Accordingly, another assumption with school choice is that all families have equal access to every school in the marketplace – and the equivalent temporal, financial and social resources needed to get their students through the doors, Hale said.
Calling school reform “a celebrated solution to a perceived crisis,” the author traced the erosion of support for public schools to widespread perceptions of a failing system that were fomented by popular books and an alarmist 1983 federal report called “A Nation at Risk.”
However, it was President George W. Bush’s No Child Left Behind Act that legitimated school reform and elevated it beyond a political talking point, Hale wrote. The 2001 law appropriated significantly more federal funding for charter schools and vouchers so that families could pull their students from underperforming school districts and send them elsewhere on the taxpayer’s dime.
The number of charter schools more than doubled as a result, Hale noted. And privatization became a popular cause for wealthy philanthropists interested in educational justice issues and generated a lucrative investment industry in for-profit schools.
Despite failed promises and mixed results on equity and student achievement, Hale said he expects the COVID-19 pandemic to be a boon for school choice. Some school districts, especially in the South, are investing their pandemic relief funds in charter schools and voucher systems, while some families will opt for homeschooling and remote learning.

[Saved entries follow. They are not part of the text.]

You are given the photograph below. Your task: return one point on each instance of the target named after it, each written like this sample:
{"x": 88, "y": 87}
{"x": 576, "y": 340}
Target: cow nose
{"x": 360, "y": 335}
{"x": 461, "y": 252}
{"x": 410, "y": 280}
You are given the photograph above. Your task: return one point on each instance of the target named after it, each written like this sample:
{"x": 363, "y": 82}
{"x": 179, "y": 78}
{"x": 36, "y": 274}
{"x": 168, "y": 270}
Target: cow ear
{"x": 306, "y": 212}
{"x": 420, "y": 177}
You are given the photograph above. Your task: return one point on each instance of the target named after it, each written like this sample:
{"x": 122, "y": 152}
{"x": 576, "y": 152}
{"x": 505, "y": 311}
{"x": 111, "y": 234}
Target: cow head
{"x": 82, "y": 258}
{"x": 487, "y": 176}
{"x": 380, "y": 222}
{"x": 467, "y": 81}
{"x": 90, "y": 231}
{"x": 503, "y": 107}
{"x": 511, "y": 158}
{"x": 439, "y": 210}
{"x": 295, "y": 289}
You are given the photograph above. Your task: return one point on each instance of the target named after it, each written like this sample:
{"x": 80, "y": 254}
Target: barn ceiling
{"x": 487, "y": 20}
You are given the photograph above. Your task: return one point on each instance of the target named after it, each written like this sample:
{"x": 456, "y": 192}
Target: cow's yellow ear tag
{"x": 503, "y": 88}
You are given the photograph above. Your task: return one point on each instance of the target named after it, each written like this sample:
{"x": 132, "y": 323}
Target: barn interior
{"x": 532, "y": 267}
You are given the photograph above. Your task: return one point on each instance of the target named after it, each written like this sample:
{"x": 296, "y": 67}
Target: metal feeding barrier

“It’s alarming to see who’s profiting and benefiting from this – and it’s the usual people, and the historically marginalized who are left behind,” he said.
Abandoning public schools will facilitate their demise, subverting the constitutional obligation to provide free public education, Hale said. Instead, parents can effect radical change by organizing to improve curricula, teaching and disciplinary policies in public schools. Investing in identified solutions that prioritize students of color will enhance all students’ learning, he said.
“It’s time we listen to the people who want and demand the most from education reform. Listen to what they’re asking for and the solutions they have,” Hale said. “Too often with school choice, we defer to business owners and billionaire philanthropists, and we don’t talk to and listen to those who are going to public schools and build programs around them. We need to put agency back in parents’ and students’ hands. And I think that’s going to disrupt the way we approach educational reform.”